Miss Snark's First Victim
Very poetic. I'm curious about the character but I don't want to read a whole book that poetic.
I'd keep reading. I thought this was very well done.
Nice voice and turn of phrase.
I like the second sentence better for a hook. The first and second sentence were very different. The first one seems too poetic for the type of story the second sentence seem to be.
I liked this--a new twist on a tired phrase is always welcome.
Reverse the order of the sentences. Also, I kind of paused on the word 'springing'. I couldn't get an image out of something jumping. I get what you were going for; it just didn't work for me.
I LOVE your first sentence. You've established a nice voice right away.I kinda wanted to see a name in the second sentence; someone specific to hang this poetic emotion on. I think that's an artifact of Authoress' masochistic sense of humor, though. (Two sentences? Only TWO? And I thought 250 words was bad! ;-) )
"Instead of springing eternally, hope trickled, drop by drop, until it finally swelled into certainty. Three more days, and she would be safe."I'd keep reading. I agree with Raylynne about the new twist on the phrase -- it suggests that this POV character is someone who sees things a little differently, and that we'll hear about her unsafety in an intriguing way.
Very well written. Loved them both.
I’m not sure the combination of cliché and its opposite works with the more modern phrasing of the second sentence. I think it would be more powerful, and more gripping, if you just started with the second sentence.
I'm not trying to be negative, because I really like this. But I'm suffering from confusion here.We have springing, which is an upward motion. Then we have trickling drops, which is downward. Then we go to swell, which is again a rising up.If that was your intention to show the MC's uncertainty, then it works quite well. If not, then ignore me.
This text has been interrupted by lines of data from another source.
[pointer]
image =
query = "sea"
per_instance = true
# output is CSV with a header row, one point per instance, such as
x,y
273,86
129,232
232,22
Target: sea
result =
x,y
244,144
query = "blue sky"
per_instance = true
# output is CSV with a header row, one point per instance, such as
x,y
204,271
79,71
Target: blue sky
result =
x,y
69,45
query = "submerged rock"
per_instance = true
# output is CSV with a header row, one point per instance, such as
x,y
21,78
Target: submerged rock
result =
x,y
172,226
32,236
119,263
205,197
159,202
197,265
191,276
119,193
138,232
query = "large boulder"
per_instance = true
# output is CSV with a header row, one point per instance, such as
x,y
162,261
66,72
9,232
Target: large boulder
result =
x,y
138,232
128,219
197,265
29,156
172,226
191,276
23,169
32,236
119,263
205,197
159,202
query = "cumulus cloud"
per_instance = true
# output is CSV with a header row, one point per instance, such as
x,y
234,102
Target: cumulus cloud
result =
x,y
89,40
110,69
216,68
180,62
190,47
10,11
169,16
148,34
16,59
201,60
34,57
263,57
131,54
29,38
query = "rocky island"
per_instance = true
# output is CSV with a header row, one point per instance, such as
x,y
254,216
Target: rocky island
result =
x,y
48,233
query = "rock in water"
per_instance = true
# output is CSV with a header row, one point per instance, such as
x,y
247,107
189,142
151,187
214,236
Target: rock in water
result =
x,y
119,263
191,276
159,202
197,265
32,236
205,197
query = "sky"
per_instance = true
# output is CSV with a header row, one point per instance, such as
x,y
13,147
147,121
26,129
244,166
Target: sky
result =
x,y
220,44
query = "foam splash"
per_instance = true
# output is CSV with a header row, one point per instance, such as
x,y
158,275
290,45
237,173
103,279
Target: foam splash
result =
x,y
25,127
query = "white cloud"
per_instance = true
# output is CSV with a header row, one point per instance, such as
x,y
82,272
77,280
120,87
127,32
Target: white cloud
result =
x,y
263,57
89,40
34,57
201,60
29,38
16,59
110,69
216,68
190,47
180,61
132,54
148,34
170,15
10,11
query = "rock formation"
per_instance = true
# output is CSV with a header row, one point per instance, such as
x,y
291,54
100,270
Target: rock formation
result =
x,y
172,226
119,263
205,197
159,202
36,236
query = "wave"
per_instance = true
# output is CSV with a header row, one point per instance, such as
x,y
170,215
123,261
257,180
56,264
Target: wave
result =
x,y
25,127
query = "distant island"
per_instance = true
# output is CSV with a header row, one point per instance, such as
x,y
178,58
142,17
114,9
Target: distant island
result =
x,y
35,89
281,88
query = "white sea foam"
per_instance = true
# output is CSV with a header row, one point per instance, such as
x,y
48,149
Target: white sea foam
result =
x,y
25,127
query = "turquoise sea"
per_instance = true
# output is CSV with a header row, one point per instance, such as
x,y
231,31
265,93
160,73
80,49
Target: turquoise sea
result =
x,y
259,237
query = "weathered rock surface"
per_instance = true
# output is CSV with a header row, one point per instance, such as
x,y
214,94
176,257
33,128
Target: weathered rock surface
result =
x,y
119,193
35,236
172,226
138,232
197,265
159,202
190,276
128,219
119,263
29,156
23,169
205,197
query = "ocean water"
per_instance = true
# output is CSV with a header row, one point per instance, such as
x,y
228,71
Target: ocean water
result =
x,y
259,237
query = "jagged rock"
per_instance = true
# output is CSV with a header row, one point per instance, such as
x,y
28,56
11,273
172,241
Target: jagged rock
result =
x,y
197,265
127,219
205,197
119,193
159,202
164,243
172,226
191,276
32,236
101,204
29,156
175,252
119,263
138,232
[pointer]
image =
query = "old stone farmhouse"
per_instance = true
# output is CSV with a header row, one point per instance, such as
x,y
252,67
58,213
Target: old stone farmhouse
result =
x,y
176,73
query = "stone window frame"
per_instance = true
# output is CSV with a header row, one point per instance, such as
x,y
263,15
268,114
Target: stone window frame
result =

I'm not sure. I like your wordplay, but I feel torn by the certainty, and then the uncertainty implied in that in three days she would be safe. That seems to mean that at that moment, she is unsafe, which doesn't feel very certain.
Instead of springing eternally, hope trickled, drop by drop, until it finally swelled into certainty. Three more days, and she would be safe.I think this would work great if you used the second sentence as the first. That grabbed me!
Like some others, the juxtaposition of the very poetic first sentence with the more hooky second sentence doesn't work for me.I don't know if I'd read on. It would depend very much on the blurb, and on whether there was an indication of how poetic the rest of the book was going to be.
I love this. I'm curious as to what will happen after three days. I would definately read more.
Maybe it's just me, but I did not feel these two sentences fit together.
I like this. :-)
I like this. I get a sense of urgency that something good will happen if she can just make it 3 more days. Right away, I'm eager to find out if she does.
Very, very interesting. I like it, and I like the whole idea behind it. This sets me up for a lofty, poetic style story though - the kind that is well written enough to not be dismissed as "full of itself," but still fairly close to that edge. If that's what you're going for, you've got it nailed. Pretty cool if you ask me.
Does this part mean she wants to go to to heaven>>>Instead of springing eternally, This part could mean she's not dying yet>>>hope trickled, drop by drop, And maybe this means she's recovering>>>until it finally swelled into certainty. Not sure about this one. I woul read on to find out>>>Three more days, and she would be safe.
I liked it. I thought the first sentence was a bit too long though. I am curious as to why she needs to be safe.